Gidiyorum... Çaylarımızı içerken... “İlgili dosya bize gelmedi” diyor. Ayağa kalkıyor. Hukuk Kurulu’nun bulunduğu yan odaya geçiyor. Elinde bir dosyayla geliyor. İnceliyor. Sonrasında da... Okuduğu sayfanın üzerine kırmızı kalemle ve çok iri harflerle “re’sen” yazıyor. Dosyayı Disiplin Kurulu’na gönderiyor.

Aradan 4 gün geçiyor. Karar çıkıyor. Sincanspor’a 4 maç saha kapatma geliyor.

YÜKSEL ESİN VARDI

Sonrasında... Olay anlaşılıyor. Dönemin Sincanspor kulübü başkanının, ilgili Spor Bakan’ı ile görüştüğü... İlgili Bakan’ın da, federasyon yöneticilerine talimat verdiği... Talimatı alan Hukuk Kurulu’nun da... Dosyayı sümen altı ettiği... Ortaya çıkıyor.

Neyse ki... Yüksel Esin gibi çok kıymetli bir Disiplin Kurulu Başkanı vardı o dönem.

O olaydan bugüne... 23 yıl geçti. Allah sizi inandırsın, bu kulaklar neler duydu.

Toplantı daha bitmeden, “çişim geldi” yalanıyla tuvalete giderek, bağlı bulunduğu kulübün başkanını arayan ve “müjde müjde” diye bağıran kurul üyelerini mi anlatayım şimdi ben size... Yoksa, “Federasyon başkanımızın talimatı var. Bugün yapacağımız toplantıda şu büyük kulübümüze ceza verilmesini istemiyor” diye kurul üyelerinden ricada bulunan geçmişin ünlü kurul başkanını mı!

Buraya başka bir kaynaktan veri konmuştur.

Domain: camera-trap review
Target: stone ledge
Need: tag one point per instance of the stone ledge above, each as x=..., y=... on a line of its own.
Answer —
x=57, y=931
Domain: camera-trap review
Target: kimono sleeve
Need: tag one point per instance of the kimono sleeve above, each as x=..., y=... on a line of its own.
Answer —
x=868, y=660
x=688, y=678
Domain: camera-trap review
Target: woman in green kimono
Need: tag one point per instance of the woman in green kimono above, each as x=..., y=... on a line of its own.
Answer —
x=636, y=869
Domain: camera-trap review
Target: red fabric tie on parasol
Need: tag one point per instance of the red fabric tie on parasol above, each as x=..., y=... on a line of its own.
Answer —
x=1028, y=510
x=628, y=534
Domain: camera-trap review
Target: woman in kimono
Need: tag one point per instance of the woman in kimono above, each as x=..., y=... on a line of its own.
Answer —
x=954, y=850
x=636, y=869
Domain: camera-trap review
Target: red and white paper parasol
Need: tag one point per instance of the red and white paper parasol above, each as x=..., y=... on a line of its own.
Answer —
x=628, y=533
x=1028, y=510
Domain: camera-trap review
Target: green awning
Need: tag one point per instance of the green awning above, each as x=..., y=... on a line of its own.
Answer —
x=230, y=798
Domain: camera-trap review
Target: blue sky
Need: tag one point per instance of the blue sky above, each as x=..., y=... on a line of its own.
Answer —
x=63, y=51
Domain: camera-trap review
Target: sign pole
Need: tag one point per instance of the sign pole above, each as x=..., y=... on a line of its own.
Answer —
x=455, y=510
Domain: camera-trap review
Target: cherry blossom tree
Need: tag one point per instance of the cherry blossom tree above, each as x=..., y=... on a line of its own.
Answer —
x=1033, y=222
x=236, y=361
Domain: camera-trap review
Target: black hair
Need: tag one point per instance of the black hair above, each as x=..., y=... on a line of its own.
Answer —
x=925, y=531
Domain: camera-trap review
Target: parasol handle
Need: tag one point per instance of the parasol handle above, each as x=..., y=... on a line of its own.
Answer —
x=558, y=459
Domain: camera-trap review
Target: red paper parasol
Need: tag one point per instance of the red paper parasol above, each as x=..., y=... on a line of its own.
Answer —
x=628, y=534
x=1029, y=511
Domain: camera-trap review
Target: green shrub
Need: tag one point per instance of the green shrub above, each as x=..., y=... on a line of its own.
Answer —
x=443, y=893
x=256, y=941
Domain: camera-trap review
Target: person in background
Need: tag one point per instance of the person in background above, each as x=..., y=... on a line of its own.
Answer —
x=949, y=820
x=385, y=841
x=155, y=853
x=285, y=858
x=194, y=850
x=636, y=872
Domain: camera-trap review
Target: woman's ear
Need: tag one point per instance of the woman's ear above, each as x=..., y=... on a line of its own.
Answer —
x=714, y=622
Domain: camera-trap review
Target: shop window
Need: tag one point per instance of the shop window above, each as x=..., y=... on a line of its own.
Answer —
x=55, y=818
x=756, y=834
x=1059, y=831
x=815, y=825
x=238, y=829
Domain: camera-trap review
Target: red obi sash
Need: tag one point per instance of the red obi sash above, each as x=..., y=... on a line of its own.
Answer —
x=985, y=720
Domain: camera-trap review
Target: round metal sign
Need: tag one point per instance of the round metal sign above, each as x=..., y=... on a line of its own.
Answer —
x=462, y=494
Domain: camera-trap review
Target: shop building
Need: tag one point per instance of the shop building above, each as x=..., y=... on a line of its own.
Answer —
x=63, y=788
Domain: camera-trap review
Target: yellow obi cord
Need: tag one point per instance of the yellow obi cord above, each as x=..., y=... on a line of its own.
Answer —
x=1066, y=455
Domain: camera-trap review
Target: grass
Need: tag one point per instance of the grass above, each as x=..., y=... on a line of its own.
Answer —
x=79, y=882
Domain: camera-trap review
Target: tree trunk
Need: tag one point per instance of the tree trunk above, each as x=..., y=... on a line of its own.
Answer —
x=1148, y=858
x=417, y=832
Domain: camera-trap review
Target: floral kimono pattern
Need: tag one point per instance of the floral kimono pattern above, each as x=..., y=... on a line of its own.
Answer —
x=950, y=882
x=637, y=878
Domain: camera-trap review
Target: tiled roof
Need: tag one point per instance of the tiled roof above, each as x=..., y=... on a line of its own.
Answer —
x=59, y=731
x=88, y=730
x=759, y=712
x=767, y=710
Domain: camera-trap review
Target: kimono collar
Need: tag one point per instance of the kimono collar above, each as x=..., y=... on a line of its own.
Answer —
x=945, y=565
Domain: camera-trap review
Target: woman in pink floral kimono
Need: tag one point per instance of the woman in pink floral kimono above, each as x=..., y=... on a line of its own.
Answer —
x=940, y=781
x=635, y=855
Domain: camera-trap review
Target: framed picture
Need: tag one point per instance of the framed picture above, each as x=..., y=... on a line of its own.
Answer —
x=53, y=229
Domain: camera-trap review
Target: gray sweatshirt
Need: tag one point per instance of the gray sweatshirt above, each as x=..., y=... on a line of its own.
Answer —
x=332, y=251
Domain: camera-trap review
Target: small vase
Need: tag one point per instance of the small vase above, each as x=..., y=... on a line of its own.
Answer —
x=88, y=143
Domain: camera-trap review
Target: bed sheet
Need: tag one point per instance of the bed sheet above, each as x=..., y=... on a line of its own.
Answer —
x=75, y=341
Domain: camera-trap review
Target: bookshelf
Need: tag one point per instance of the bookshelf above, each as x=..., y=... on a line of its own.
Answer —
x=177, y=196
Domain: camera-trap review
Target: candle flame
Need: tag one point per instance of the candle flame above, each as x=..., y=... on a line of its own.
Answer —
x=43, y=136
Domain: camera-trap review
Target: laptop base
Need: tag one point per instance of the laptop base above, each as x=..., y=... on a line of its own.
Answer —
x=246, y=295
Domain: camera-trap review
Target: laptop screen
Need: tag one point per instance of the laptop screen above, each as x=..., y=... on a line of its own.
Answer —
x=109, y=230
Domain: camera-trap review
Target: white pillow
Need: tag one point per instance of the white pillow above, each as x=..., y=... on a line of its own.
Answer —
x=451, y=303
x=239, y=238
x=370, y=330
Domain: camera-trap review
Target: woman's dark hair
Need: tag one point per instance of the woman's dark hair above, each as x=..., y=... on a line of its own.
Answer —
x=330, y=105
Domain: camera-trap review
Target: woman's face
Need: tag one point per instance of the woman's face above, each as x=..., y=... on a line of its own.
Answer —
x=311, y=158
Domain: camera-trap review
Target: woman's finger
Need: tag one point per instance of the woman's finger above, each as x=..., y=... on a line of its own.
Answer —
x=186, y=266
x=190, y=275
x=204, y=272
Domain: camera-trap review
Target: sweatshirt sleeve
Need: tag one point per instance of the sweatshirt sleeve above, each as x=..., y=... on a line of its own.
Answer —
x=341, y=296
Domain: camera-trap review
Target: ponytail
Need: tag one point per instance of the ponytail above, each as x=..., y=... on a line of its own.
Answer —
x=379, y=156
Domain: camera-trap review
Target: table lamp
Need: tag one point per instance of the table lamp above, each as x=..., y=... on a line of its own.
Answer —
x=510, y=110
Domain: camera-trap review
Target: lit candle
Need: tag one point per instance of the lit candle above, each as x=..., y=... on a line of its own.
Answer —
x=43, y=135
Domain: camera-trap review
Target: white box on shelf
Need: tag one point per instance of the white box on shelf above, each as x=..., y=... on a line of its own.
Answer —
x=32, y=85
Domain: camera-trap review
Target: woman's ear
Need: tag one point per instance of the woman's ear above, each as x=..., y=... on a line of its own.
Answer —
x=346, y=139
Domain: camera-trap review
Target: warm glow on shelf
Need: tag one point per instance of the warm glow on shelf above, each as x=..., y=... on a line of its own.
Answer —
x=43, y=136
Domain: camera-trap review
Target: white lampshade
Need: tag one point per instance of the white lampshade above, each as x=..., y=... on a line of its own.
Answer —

Haftalardır yazıyorum. Futbol Federasyonu Hukuk Müşavirliği, 45 gün önce, Aziz Yıldırım, Şekip Mosturoğlu ve İbrahim Hacıosmanoğlu’nu... Hakemlere yönelik sportmenliğe aykırı açıklamalardan dolayı... Disiplin Kurulu’na sevk etmesine karşın... Disiplin Kurulu, “Dosyada usulü eksiklik var” diye... Olayı kapattı. Tarihte bir ilk oldu bu... Mevzuat çiğnendi. Teamüllere aykırı davranıldı. Sümen altı yapıldı.

CEZALAR AZ BİLE

Bu süreçte... Dosyası sümen altı edildiği için ceza almaktan kurtulan Aziz Yıldırım... Stada girdi. Girmekle kalmadı. Stada girmesi gereken muhabir arkadaşlarımızı stada almadı. Geçen haftaki yazımın son cümlesi, “Futbolumuzda dağ kanunu uygulanıyor” idi. Yazımın çıktığı gün... Trabzon’da hakemler rehin alındı.

Aldıran kim? Daha önce... Aziz Yıldırım ve Şekip Mosturoğlu’yla birlikte dosyası sümen altı edilen İbrahim Hacıosmanoğlu...

Maalesef... Dağ kanunu’nun uzantısı olarak...

Rehin işlemi gerçekleşti. Rehin alanlara... Tarihi cezalar verildi. Ki az bile verildi. Ya rehin alınan kişiler... Yani hakem Çağatay Şahan başta olmak üzere soyunma odasında esir tutulan o 9 kişi... Hiçbirinden henüz çıt yok. Suskunlar. Anlaşılan o ki... Dava falan açmayacaklar.

Sebebi belli... Dava açarlarsa... Yarınlarda alabilecekleri 3-5 maç tehlikeye girer!

Öte yandan... İbrahim Hacıosmanoğlu ve ekibini protesto etmek amacıyla... Bu haftaki maçlarda hakemlerin sahaya 10 dakika geç çıkması... Düşünce aşamasında kaldı. Hayata geçirilemedi. “Aman hele dur” denildi. Ayrıca... 6222 sayılı yasa da henüz işletilmedi.

Sözü uzatmayayım.

Futbolumuzda... Bu dağ kanunu olduğu sürece... Birileri ‘dağ’a da kaldırır!